# COMP 3610: Big Data Analytics
## Assignment 1

Build an end-to-end data pipeline that ingests, transforms, and
analyzes the NYC Yellow Taxi Trip dataset, culminating in an interactive visualization
dashboard. This assignment integrates the skills covered in weeks 1-3 of the course: Python
data engineering, SQL querying, and data visualization.

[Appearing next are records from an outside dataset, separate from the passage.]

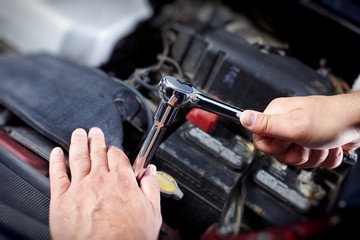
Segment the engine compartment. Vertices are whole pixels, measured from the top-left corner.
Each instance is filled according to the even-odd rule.
[[[164,76],[176,76],[209,96],[259,111],[277,97],[356,90],[359,69],[352,59],[360,53],[360,21],[351,12],[339,11],[347,9],[345,3],[358,11],[360,5],[344,1],[343,8],[334,9],[330,2],[151,2],[153,17],[120,39],[108,61],[95,69],[112,79],[111,86],[130,89],[137,99],[131,111],[122,110],[120,139],[129,159],[135,159],[152,125],[160,101],[157,84]],[[3,42],[1,55],[17,54],[9,46]],[[104,93],[120,104],[128,99]],[[47,177],[48,156],[59,144],[57,138],[7,105],[0,110],[4,139],[10,137],[44,160],[41,167],[27,162]],[[65,124],[58,127],[62,131]],[[109,134],[117,138],[114,128]],[[62,146],[67,148],[66,143]],[[250,239],[258,231],[275,239],[326,235],[333,228],[328,217],[346,206],[342,191],[353,168],[347,163],[332,170],[281,164],[255,150],[251,135],[239,123],[189,108],[181,109],[168,127],[152,163],[178,185],[177,190],[162,192],[160,239]],[[323,221],[311,232],[316,220]],[[277,228],[281,231],[273,231]]]

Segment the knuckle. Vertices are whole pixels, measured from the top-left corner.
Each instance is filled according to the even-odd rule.
[[[265,133],[271,132],[271,124],[270,124],[270,120],[271,119],[271,115],[269,115],[266,118],[262,118],[262,131]]]
[[[75,155],[73,158],[71,158],[72,162],[84,162],[84,161],[89,161],[89,156],[87,154],[78,154]]]
[[[286,106],[289,98],[279,97],[271,100],[269,105],[266,107],[264,113],[279,113],[282,112],[284,106]]]
[[[61,181],[63,179],[68,180],[69,176],[66,173],[55,173],[55,174],[53,174],[53,180]]]
[[[100,157],[100,156],[104,156],[105,153],[105,149],[94,149],[90,152],[90,157]]]
[[[272,126],[270,124],[271,121],[271,115],[258,115],[255,120],[255,128],[257,131],[261,134],[268,134],[271,132]]]

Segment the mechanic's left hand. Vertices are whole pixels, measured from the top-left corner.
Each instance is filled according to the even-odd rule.
[[[76,129],[69,149],[50,155],[50,231],[54,239],[157,239],[162,223],[156,167],[136,181],[126,155],[107,148],[99,128]]]

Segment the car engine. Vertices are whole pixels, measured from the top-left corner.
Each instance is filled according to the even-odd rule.
[[[15,2],[9,9],[29,9]],[[86,16],[76,12],[81,1],[74,8],[55,2],[46,6],[76,14],[51,19]],[[110,20],[95,32],[92,22],[74,24],[70,34],[59,30],[61,38],[50,39],[61,47],[47,49],[31,45],[49,38],[36,31],[41,25],[34,22],[31,37],[15,41],[9,23],[21,17],[0,13],[0,236],[50,238],[49,154],[57,145],[67,151],[77,126],[100,126],[107,143],[133,161],[151,131],[166,76],[258,111],[278,97],[358,90],[358,1],[135,2],[126,10],[133,22],[116,11],[95,12],[92,18]],[[22,16],[40,8],[30,9]],[[113,27],[119,19],[126,31]],[[54,105],[57,111],[49,111]],[[357,153],[335,169],[302,169],[257,151],[251,138],[239,122],[179,109],[151,159],[162,194],[159,239],[321,239],[340,231]]]

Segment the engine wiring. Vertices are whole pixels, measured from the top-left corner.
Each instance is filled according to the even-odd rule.
[[[129,77],[128,80],[135,87],[141,86],[149,91],[156,91],[160,79],[153,79],[151,77],[153,73],[163,75],[163,72],[172,72],[173,75],[178,75],[183,79],[186,78],[180,64],[175,59],[169,57],[171,40],[175,37],[173,36],[173,32],[167,26],[164,26],[161,35],[163,51],[157,55],[158,62],[153,66],[135,69],[133,74]]]

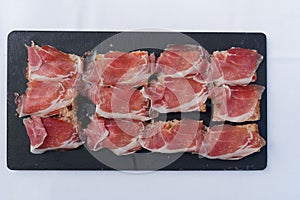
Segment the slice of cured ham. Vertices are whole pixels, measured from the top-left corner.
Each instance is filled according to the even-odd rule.
[[[74,80],[29,81],[26,93],[16,94],[19,117],[27,115],[50,116],[71,105],[77,96]]]
[[[258,152],[265,144],[257,124],[223,124],[208,128],[199,154],[209,159],[238,160]]]
[[[154,73],[181,78],[195,75],[208,65],[209,53],[201,46],[170,44],[157,59]]]
[[[93,54],[85,66],[83,80],[90,85],[141,86],[151,75],[154,62],[154,54],[149,56],[146,51]]]
[[[82,58],[63,53],[52,46],[32,43],[27,46],[27,79],[37,81],[61,81],[82,73]]]
[[[34,154],[49,150],[75,149],[83,144],[79,139],[79,125],[74,116],[69,117],[37,117],[23,119],[30,139],[30,151]]]
[[[262,59],[263,56],[252,49],[233,47],[215,51],[211,56],[213,74],[210,76],[217,84],[247,85],[256,80],[255,72]]]
[[[84,130],[84,135],[87,146],[92,151],[107,148],[116,155],[127,155],[141,149],[139,135],[143,128],[140,121],[94,116]]]
[[[196,152],[202,146],[204,128],[201,121],[191,119],[154,122],[146,126],[140,142],[152,152]]]
[[[190,78],[158,77],[143,88],[151,110],[159,113],[205,111],[207,86]]]
[[[130,86],[93,85],[88,96],[96,104],[96,113],[106,118],[149,120],[149,100]]]
[[[260,85],[214,87],[210,93],[213,121],[244,122],[260,119]]]

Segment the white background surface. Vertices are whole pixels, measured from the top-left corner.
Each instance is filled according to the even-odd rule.
[[[299,1],[1,1],[0,199],[300,199]],[[264,171],[10,171],[6,41],[12,30],[263,31],[268,36],[268,167]]]

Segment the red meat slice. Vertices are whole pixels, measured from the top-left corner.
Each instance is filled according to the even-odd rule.
[[[160,113],[205,111],[207,86],[190,78],[166,77],[152,80],[143,89],[151,110]]]
[[[75,149],[82,145],[78,124],[70,118],[29,117],[23,120],[34,154],[56,149]]]
[[[260,85],[220,86],[211,91],[214,121],[256,121],[260,119],[259,100],[264,91]]]
[[[149,120],[149,100],[140,90],[130,86],[98,86],[89,90],[90,99],[96,104],[96,113],[106,118]]]
[[[262,59],[263,56],[252,49],[233,47],[227,51],[215,51],[211,60],[222,74],[222,80],[216,82],[227,85],[247,85],[256,80],[255,71]]]
[[[30,81],[26,93],[16,94],[17,113],[26,115],[49,116],[69,106],[77,96],[74,80],[62,82]]]
[[[258,152],[265,144],[257,124],[217,125],[204,135],[199,154],[209,159],[238,160]]]
[[[140,142],[143,148],[152,152],[195,152],[202,146],[203,132],[201,121],[159,121],[146,126]]]
[[[84,130],[90,150],[107,148],[116,155],[127,155],[141,149],[139,135],[144,128],[142,122],[95,116],[91,120]]]
[[[195,75],[208,65],[209,53],[201,46],[170,44],[157,59],[154,73],[181,78]]]
[[[79,56],[66,54],[51,46],[39,47],[32,43],[28,50],[28,80],[60,81],[82,73]]]
[[[140,86],[151,75],[152,62],[155,62],[154,54],[149,56],[146,51],[113,51],[94,55],[86,65],[83,80],[91,85]]]

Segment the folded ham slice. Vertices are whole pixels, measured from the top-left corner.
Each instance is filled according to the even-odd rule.
[[[227,51],[215,51],[212,56],[215,83],[247,85],[256,80],[256,70],[263,56],[256,50],[232,47]]]
[[[93,85],[130,85],[141,86],[151,75],[151,65],[155,61],[154,54],[146,51],[92,54],[87,59],[83,81]]]
[[[141,149],[139,135],[143,128],[143,123],[140,121],[94,116],[88,127],[84,129],[84,135],[87,147],[91,151],[107,148],[116,155],[127,155]]]
[[[207,86],[193,77],[158,77],[143,88],[144,97],[151,100],[151,110],[159,113],[205,111]]]
[[[259,100],[264,91],[260,85],[215,87],[210,92],[213,121],[244,122],[260,119]]]
[[[159,121],[148,124],[141,134],[143,148],[159,153],[197,152],[201,148],[202,121]]]
[[[140,90],[130,86],[93,85],[88,91],[89,98],[96,104],[96,114],[106,118],[124,118],[147,121],[149,100]]]
[[[208,65],[209,53],[201,46],[169,44],[157,59],[154,73],[182,78],[195,75]]]
[[[63,53],[52,46],[27,46],[27,79],[37,81],[61,81],[82,73],[82,58]]]
[[[25,94],[16,94],[19,117],[51,116],[60,114],[71,106],[77,96],[74,80],[66,81],[29,81]]]
[[[198,153],[209,159],[238,160],[258,152],[265,144],[257,124],[223,124],[208,128]]]
[[[30,139],[30,152],[75,149],[83,144],[78,135],[79,124],[74,115],[68,117],[37,117],[23,119]]]

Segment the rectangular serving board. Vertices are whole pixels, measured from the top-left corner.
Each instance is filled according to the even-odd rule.
[[[125,35],[127,44],[119,45],[118,34]],[[178,41],[176,41],[178,38]],[[183,38],[183,39],[182,39]],[[191,39],[212,53],[216,50],[226,50],[230,47],[256,49],[264,56],[257,70],[256,84],[266,87],[261,99],[261,119],[257,122],[261,136],[267,139],[267,52],[266,36],[263,33],[227,33],[227,32],[71,32],[71,31],[13,31],[8,35],[7,51],[7,167],[11,170],[263,170],[267,166],[267,145],[260,152],[247,156],[241,160],[210,160],[199,158],[190,153],[183,154],[155,154],[137,152],[128,156],[115,156],[106,152],[105,158],[93,156],[81,146],[71,151],[50,151],[34,155],[29,151],[29,138],[26,134],[22,119],[16,116],[14,93],[24,93],[26,90],[25,69],[27,66],[27,50],[25,45],[34,41],[38,45],[51,45],[63,52],[74,53],[79,56],[93,50],[101,44],[100,53],[109,50],[128,50],[128,48],[146,49],[156,55],[169,43],[186,43]],[[108,43],[106,44],[105,42]],[[153,45],[151,42],[155,42]],[[140,45],[140,47],[139,47]],[[98,46],[99,47],[99,46]],[[99,49],[98,49],[99,50]],[[135,49],[132,49],[135,50]],[[78,110],[79,119],[85,121],[84,112],[91,114],[91,103],[83,97],[78,102],[85,102],[85,106]],[[207,104],[207,112],[201,113],[200,119],[206,125],[210,121],[211,105]],[[168,115],[168,119],[181,117],[199,117],[196,113]],[[268,144],[268,142],[267,142]],[[104,150],[106,151],[106,150]],[[101,155],[100,155],[101,156]],[[143,159],[140,159],[140,157]],[[178,159],[177,159],[178,157]],[[176,158],[176,159],[175,159]],[[170,162],[166,162],[170,160]],[[159,165],[160,161],[167,164]],[[102,162],[104,161],[104,162]],[[111,162],[110,162],[111,161]],[[171,162],[172,161],[172,162]],[[159,167],[158,167],[159,166]],[[163,166],[163,167],[161,167]]]

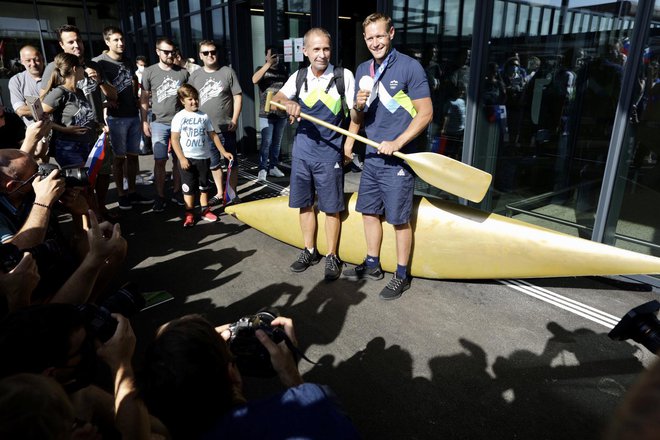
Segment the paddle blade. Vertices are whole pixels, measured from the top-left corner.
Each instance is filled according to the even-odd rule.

### Part 1: Data Ingestion

#### Step 1: Download Data Files
Download `taxi_zone_lookup.csv` and `yellow_tripdata_2024-01.parquet` using the python `requests` library.

In [None]:
import os
import requests
import polars as pl
# Using pyarrow.parquet to read only the metadata from the file
import pyarrow.parquet as pq
import pyarrow as pa
import duckdb

DATA_DIR: str = './data/raw'

# Define the request URLs to send the GET requests to:
YELLOW_TRIP_DATA_URL: str = 'https://d37ci6vzurychx.cloudfront.net/trip-data/yellow_tripdata_2024-01.parquet'
YELLOW_TRIP_FILENAME: str = 'yellow_tripdata_2024-01.parquet'

TAXI_ZONE_LOOKUP_URL: str = 'https://d37ci6vzurychx.cloudfront.net/misc/taxi_zone_lookup.csv'
TAXI_ZONE_FILENAME: str   = 'taxi_zone_lookup.csv'

# Ensure the data directory exists
os.makedirs(DATA_DIR, exist_ok=True)

# Fetch taxi_zone_lookup.csv
try:
    r = requests.get(TAXI_ZONE_LOOKUP_URL)
    r.raise_for_status()

    with open(f'{DATA_DIR}/taxi_zone_lookup.csv', 'wb') as f:
        f.write(r.content)

    print('Successfully downloaded taxi_zone_lookup.csv')
except requests.RequestException as e:
    print(f'Failed to fetch taxi_zone_lookup.csv: {e}')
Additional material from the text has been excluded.